How to be a high performance leader now – your checklist

Mount Everest is the world’s highest peak – mountaineers spend years gaining the experience, skills, peak physical fitness, and mental stamina to make the trek – only some make it to the top.

Successful business founders and leaders have spent years gaining different but similar peak skills, experience, knowledge and the mental stamina to get to the top of their game. Both high-performance people share common traits, 

  • Continuous life-long learning, 
  • A record of success across a wide variety of increasingly complex problems, 
  • Long and short-term strategic thinking and execution delivering a return on investment regularly, 
  • Relationship building and stakeholder management, 
  • Careful and calculated risk-taking with successful bold moves that outperform their competitors, 
  • Along with their personal authenticity, humility, objectivity, resilience and stamina,  

There is no guarantee of success – often, the defining skill is the fast appraisal of facts and the ability to pivot based on new data to win more.

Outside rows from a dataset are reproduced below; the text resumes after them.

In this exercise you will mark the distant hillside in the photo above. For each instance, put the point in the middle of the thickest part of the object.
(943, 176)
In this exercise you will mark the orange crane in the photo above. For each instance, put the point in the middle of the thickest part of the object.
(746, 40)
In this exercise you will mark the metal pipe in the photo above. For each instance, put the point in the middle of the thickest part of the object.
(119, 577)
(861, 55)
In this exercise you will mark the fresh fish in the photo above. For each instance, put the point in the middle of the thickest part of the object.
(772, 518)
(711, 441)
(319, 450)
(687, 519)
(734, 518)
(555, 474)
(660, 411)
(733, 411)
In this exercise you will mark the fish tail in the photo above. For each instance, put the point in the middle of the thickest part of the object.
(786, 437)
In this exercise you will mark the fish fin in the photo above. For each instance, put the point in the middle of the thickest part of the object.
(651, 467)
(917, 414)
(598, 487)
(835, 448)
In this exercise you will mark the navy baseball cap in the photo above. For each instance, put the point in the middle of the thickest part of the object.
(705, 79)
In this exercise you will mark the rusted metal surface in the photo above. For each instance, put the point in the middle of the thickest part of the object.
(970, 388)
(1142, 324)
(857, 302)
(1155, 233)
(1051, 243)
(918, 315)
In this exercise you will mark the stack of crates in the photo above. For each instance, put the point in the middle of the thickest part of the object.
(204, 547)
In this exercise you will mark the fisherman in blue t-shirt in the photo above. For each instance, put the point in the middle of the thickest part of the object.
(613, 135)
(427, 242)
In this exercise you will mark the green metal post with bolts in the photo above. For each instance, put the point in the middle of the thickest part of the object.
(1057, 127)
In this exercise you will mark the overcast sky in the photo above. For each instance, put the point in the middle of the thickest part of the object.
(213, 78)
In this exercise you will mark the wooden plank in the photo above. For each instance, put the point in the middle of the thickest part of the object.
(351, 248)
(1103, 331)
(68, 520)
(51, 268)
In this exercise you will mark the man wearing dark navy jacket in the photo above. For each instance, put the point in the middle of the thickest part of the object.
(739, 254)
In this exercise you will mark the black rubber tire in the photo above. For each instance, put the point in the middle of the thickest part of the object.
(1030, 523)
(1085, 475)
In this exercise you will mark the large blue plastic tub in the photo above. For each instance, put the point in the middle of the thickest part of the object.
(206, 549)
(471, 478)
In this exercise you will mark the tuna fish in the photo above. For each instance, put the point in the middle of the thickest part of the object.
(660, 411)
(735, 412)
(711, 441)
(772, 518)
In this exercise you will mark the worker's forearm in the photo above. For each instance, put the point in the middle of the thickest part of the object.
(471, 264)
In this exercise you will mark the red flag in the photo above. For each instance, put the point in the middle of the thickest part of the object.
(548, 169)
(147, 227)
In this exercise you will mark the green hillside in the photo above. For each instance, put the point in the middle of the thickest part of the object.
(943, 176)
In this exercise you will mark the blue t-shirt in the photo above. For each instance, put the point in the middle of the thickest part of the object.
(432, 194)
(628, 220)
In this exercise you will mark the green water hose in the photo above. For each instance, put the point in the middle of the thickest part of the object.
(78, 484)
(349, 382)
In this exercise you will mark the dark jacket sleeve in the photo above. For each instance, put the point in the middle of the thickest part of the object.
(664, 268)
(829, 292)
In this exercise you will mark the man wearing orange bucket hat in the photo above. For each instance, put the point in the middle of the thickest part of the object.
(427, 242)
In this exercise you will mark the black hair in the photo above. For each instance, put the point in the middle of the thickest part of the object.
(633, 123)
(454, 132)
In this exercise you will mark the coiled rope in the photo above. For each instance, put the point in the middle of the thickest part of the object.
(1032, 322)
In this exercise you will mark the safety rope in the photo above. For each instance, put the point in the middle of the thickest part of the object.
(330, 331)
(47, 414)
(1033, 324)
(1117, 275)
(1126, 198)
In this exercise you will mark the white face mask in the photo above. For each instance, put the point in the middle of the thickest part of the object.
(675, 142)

Driven by their passion and vision for how they can help solve others’ – buyers, and clients’ most significant problems – using their highly developed

  • breadth of experience and record of achievements, 
  • knowledge and expertise – including financial, revenue growth, new growth markets,
  • leadership skills – strategic thinking, executive presence, accelerated team building, and self-awareness of your gaps in abilities, 

How to be more successful

 

1) Know your skills, your gaps and how to lift your game, 

  • 100% of the world’s top 100 tennis players have a coach, 
  • 100% of NFL teams have a coach,
  • 100% of those that reach the peak of Mt Everest have a coach guide, 

Many of the fastest-growing businesses and leaders have a coach – mentor.  

2) Gail Kelly, former CEO of Australia’s Westpac Bank, suggests that you 

  • Don’t play business politics,
  • Don’t undermine people – none of that ends well, 
  • Be authentic, transparent, a team player, and an active supporter of colleagues for the significant business-wide cause,

Want to be a future CEO – Business Leader – Process Steps Checklist, 

 

The Board’s process generally follows these steps:

  1. Selecting a CEO recruitment-headhunting business to market, encouraging and identifying the best candidates to come forward, 
  2. The Board defines the business needs of its next CEO- often in matrix skills set, personality, achievements, capabilities approach, 
  3. Determining which stakeholders will play roles in the process and at which stages,
  4. Determining if the Board will run a process with a sub-committee approach or the entire Board, 
  5. Shortlisting using in-depth due diligence often includes 360-degree references, psychographic testing, 
  6.  Initial screening interviews to narrow the list to the best prospects,
  7. The next step is complete psychometric, personality, and competency profiles to create a scoring system for comparison,
  8. Final stage interviews exploring each candidate’s vision for the company, leadership qualities, and matching of the desired profile – at this stage, you are looking for a good fit – can the Board with you? and can you work with the Board? 
  9. Whilst this is occurring, detailed due diligence identity check, credit check, police criminal check, that no other disqualifications exist – all of this occurs with the applicant’s consent. Big businesses will exhaustively reach out to many layers across multiple countries if needed to ensure they have captured any negatives that will influence their decision-making. 

David’s personal views – having worked with dozens of CEOs and directly worked with many executive recruiters (including not renewing some CEO appointments and the dismissal of other CEOs), these are some of the typical traits of the best performers: 

  • Their interpersonal skills are relaxed, confident and aware – they are at ease in the Boardroom and the frontline – and everyone in between; they put people at ease and bring the best out of people; their language is often fewer words with more impact, 
  • Their worldview – they have a deeper understanding of how the world works from government, politics, media, and PR, with a deep understanding of how to achieve today’s successes along with medium and the long-term, 
  • They prefer people, employees, suppliers, and stakeholders to lift up and encourage those that cannot – to lift off. It’s an eloquent and smooth process they have mastered, 
  • They have an internal calmness; they have internal control over their emotions, delivering cut-through clarity and insightful solutions, and people-centric at all times (time and space do not allow me to add further)

Strong CEO candidates will 

  • Articulate their bold vision for where the company should go next, 
  • How will they add more value to the business,
  • How they will solve the current list of the business’s biggest problems, 
  • How their style and authenticity will help grow the business faster and sooner, 
  • They understand the power of and are skilled at good storytelling that connects the dots for people – it makes them more memorable and able to stand out, 
  • It is a two-way street – they ask a lot of strategic questions – they are also interviewing the Board, 

Understand the process to gain an edge. 

Get your legs on the bottom rungs of the ladder to get a better grip to get to the top sooner – prepare – prepare – take a deep breath and get ready to climb new heights.